Je n’avais pas fait de shopping depuis des lustres; j’ai décidé que quelques menues emplettes me changeraient les idées. De toute façon, j’avais besoin de matériel pour mes projets en cours et mes prochains DIY: deux pelotes de laine noire et un feutre Staedler 0.3 chez Be Creative, un T-shirt uni dans une couleur neutre, un mini-plateau en bois brut, un petit cadre « vitrine » chez Hema. Et puis un pack de chaussettes H&M pour Chouchou qui a des orteils troueurs, une mignonne robe d’été New Look qu’on aurait dite coupée pour moi (en dentelle rouge avec une ligne rétro), un bouquin bonne humeur et une carte renards pour ma collec’ chez Waterstones, le tome 3 du manga « Gisèle Alain » chez Brüsel.
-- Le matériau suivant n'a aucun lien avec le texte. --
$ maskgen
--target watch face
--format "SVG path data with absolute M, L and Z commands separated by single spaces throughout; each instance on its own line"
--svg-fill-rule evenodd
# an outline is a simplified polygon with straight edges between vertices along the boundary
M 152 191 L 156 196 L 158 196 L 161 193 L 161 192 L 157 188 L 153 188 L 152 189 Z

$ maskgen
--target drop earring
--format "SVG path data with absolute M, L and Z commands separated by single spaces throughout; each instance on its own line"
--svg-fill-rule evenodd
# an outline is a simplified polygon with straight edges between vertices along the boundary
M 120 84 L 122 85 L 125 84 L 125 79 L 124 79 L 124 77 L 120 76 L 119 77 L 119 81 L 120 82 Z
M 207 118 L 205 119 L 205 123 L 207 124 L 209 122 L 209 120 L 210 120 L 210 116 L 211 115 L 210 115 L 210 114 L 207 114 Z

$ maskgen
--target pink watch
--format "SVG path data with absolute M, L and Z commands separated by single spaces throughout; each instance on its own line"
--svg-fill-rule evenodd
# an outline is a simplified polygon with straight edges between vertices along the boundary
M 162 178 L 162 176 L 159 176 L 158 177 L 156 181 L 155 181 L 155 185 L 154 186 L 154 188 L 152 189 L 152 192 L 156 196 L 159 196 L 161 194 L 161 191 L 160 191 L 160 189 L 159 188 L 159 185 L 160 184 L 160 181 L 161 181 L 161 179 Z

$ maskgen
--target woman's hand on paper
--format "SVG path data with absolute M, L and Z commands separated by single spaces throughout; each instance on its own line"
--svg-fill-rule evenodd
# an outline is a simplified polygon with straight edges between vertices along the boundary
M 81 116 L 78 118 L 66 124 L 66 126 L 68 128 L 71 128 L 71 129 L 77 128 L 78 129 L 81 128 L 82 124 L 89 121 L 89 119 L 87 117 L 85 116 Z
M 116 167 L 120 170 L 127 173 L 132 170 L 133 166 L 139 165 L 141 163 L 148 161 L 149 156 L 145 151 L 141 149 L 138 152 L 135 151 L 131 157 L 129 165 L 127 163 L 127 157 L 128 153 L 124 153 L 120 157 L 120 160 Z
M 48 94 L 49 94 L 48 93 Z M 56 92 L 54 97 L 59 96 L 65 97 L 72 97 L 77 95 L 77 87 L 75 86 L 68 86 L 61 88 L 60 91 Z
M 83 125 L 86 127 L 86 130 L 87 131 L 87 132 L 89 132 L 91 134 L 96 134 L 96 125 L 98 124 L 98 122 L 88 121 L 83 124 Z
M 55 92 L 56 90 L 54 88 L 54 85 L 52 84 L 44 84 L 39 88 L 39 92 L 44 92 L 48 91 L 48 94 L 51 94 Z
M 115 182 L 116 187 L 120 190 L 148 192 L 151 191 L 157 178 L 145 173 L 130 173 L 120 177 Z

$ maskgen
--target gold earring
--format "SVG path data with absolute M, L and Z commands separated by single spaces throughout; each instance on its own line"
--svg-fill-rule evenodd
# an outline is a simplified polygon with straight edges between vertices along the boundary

Ca m’a paru beaucoup de choses sur le coup; puis je me suis souvenue des virées shopping que je faisais il y a quelques années, j’ai additionné mes dépenses du jour et je me suis dit que même si j’étais encore loin de pouvoir me qualifier de minimaliste, j’avais quand même fait bien des progrès! Pour fêter ça, je suis allée manger un yaourt bio/salade de fruits frais au premier étage de l’Exki du boulevard Anspach, à ma table préférée près de la fenêtre, et j’ai glandé là un moment en lisant. C’était bien.
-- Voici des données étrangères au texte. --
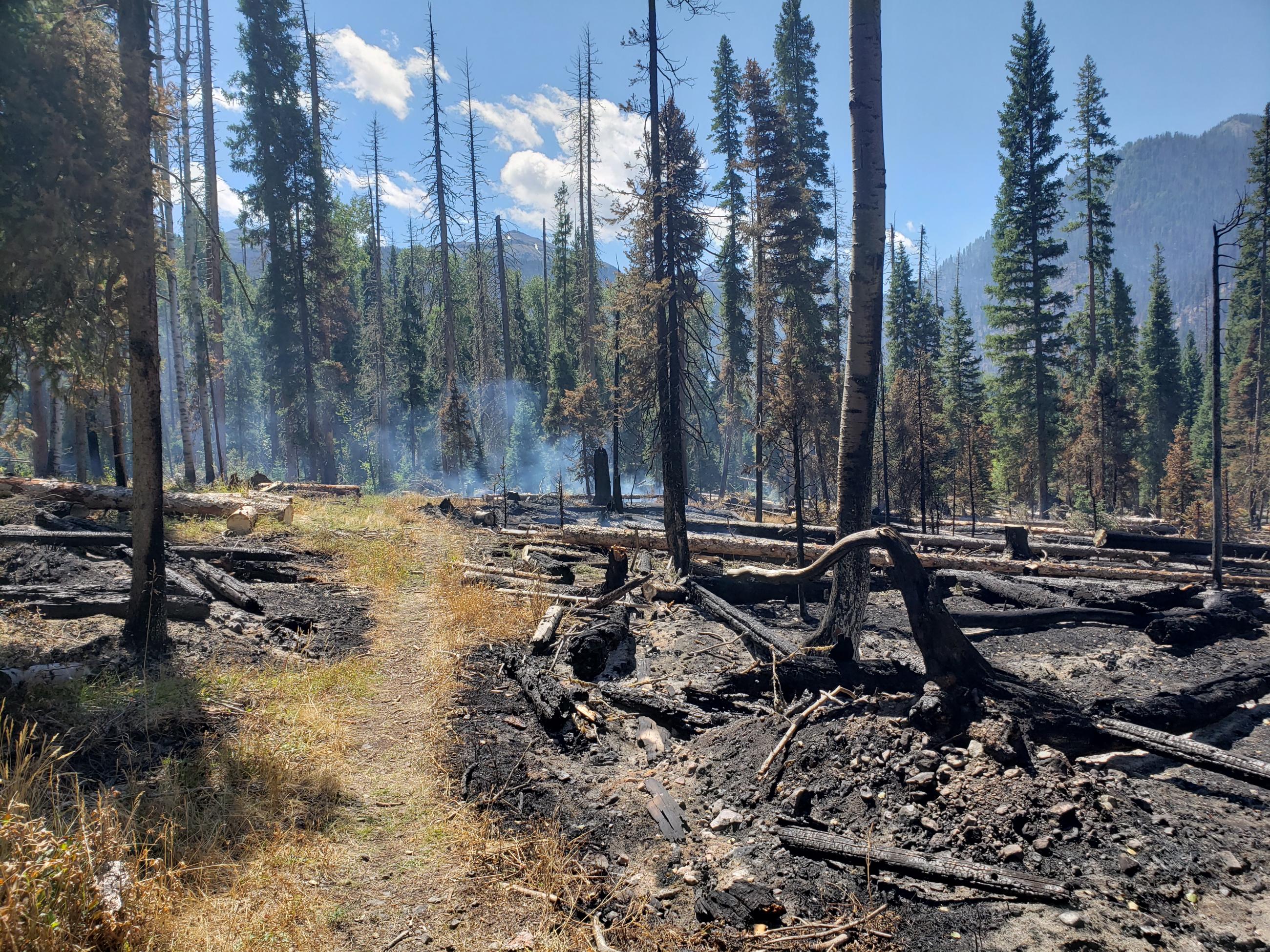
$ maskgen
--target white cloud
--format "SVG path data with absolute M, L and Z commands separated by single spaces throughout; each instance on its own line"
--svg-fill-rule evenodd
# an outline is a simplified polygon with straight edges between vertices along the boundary
M 203 165 L 202 162 L 189 164 L 189 190 L 194 198 L 203 201 Z M 243 195 L 231 189 L 220 175 L 216 176 L 216 211 L 221 217 L 222 228 L 232 228 L 237 223 L 237 217 L 243 212 Z M 198 212 L 194 212 L 198 215 Z
M 551 218 L 556 189 L 572 173 L 568 162 L 542 152 L 512 152 L 499 173 L 503 194 L 514 203 L 508 217 L 525 226 L 540 226 L 544 217 Z
M 358 193 L 364 193 L 371 185 L 371 176 L 363 175 L 348 166 L 337 178 Z M 403 212 L 423 212 L 429 206 L 428 190 L 415 184 L 415 178 L 408 171 L 385 171 L 380 178 L 380 198 L 390 208 Z
M 399 119 L 410 112 L 409 100 L 414 95 L 410 80 L 432 75 L 431 60 L 422 50 L 415 48 L 418 56 L 401 62 L 384 47 L 367 43 L 351 27 L 326 33 L 323 41 L 348 70 L 348 76 L 337 86 L 349 90 L 358 99 L 378 103 Z M 441 61 L 437 61 L 437 76 L 450 80 Z
M 483 112 L 483 107 L 490 114 Z M 498 129 L 495 146 L 507 149 L 512 143 L 541 145 L 538 127 L 546 127 L 554 133 L 556 155 L 522 149 L 507 157 L 499 173 L 503 193 L 513 203 L 507 209 L 508 217 L 522 225 L 541 226 L 544 216 L 550 220 L 555 213 L 555 193 L 560 183 L 568 183 L 570 192 L 575 193 L 577 189 L 577 132 L 569 114 L 577 108 L 577 99 L 560 89 L 546 86 L 527 99 L 512 95 L 507 96 L 503 105 L 474 102 L 472 108 Z M 596 165 L 592 170 L 596 232 L 598 237 L 607 240 L 616 236 L 618 228 L 602 220 L 612 217 L 613 202 L 626 189 L 630 178 L 626 166 L 634 161 L 644 143 L 645 123 L 643 116 L 624 113 L 608 99 L 596 99 L 592 108 L 596 119 Z M 500 138 L 505 140 L 505 145 Z
M 220 86 L 212 86 L 212 102 L 216 103 L 221 109 L 229 109 L 231 113 L 243 112 L 243 103 L 236 99 L 231 99 L 230 94 L 226 93 Z
M 414 48 L 415 55 L 405 61 L 405 75 L 413 76 L 415 79 L 432 77 L 432 58 L 428 56 L 428 51 L 422 47 Z M 450 70 L 446 65 L 437 60 L 437 79 L 442 83 L 450 83 Z
M 234 93 L 227 89 L 221 89 L 220 86 L 212 86 L 212 102 L 217 108 L 225 109 L 231 113 L 243 112 L 243 103 L 234 98 Z M 203 108 L 203 91 L 202 86 L 190 86 L 189 96 L 185 99 L 185 105 L 196 113 Z
M 523 109 L 516 109 L 500 103 L 483 103 L 479 99 L 466 100 L 460 104 L 464 110 L 471 109 L 486 126 L 494 129 L 494 146 L 508 151 L 525 147 L 533 149 L 542 145 L 542 136 L 538 135 L 533 118 Z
Mais quand je suis rentrée à la maison, le nuage noir était toujours là. Les délicieuses pâtes d’épeautre au broccoli et au citron, le passionnant épisode 7 de la première saison de Borgen, et même les bisous de Chouchou se sont eux aussi avérés impuissants à le chasser. Pour finir, je me suis résolue à prendre un anxiolytique avant d’aller au lit – et ça non plus, ça ne m’a fait aucun effet. Ma nuit a une fois de plus été placée sous le signe de cette angoisse diffuse qui imprègne chaque minute de ma vie. Je me demande si elle finira par se dissiper, ou si je suis condamnée à la subir jusqu’à la fin de mes jours.
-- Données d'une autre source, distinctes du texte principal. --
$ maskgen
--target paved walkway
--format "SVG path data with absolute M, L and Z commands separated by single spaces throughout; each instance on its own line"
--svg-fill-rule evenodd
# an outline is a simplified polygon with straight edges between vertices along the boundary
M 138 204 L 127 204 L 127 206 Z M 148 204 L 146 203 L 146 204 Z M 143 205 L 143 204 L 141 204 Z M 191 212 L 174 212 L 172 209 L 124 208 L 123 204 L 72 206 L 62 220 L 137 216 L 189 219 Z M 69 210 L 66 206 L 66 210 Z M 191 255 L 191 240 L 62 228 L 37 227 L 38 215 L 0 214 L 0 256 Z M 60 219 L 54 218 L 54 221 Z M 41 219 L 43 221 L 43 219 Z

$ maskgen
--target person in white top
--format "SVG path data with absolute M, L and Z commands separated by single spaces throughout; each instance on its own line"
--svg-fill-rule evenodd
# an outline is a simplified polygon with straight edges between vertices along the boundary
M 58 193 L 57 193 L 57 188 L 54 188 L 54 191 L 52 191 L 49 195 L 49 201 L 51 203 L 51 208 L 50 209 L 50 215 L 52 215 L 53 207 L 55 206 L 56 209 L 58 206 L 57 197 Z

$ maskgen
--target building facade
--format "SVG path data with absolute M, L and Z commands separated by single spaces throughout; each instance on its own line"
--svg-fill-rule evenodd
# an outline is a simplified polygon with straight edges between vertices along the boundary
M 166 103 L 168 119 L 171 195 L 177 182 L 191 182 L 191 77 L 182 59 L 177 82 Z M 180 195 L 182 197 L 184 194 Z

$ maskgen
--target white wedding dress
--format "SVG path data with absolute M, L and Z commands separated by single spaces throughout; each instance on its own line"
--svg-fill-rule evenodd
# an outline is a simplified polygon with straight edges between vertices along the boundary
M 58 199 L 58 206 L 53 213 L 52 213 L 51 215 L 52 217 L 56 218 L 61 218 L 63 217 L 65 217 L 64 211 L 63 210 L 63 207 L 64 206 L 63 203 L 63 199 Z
Que dire à part te souhaiter un bon courage et pleins de bisous ? Il passera ce nuage, c'est dans la nature des nuages d'être de passage.
Peut-être que ça n'aura aucun impact, mais je viens rajouter ma pierre, par affection (et conviction): ce n'est certainement rien de grave, c'est juste de la fatigue 🙂
Courage face à ta dernière question (que je connais sous d'autres formes).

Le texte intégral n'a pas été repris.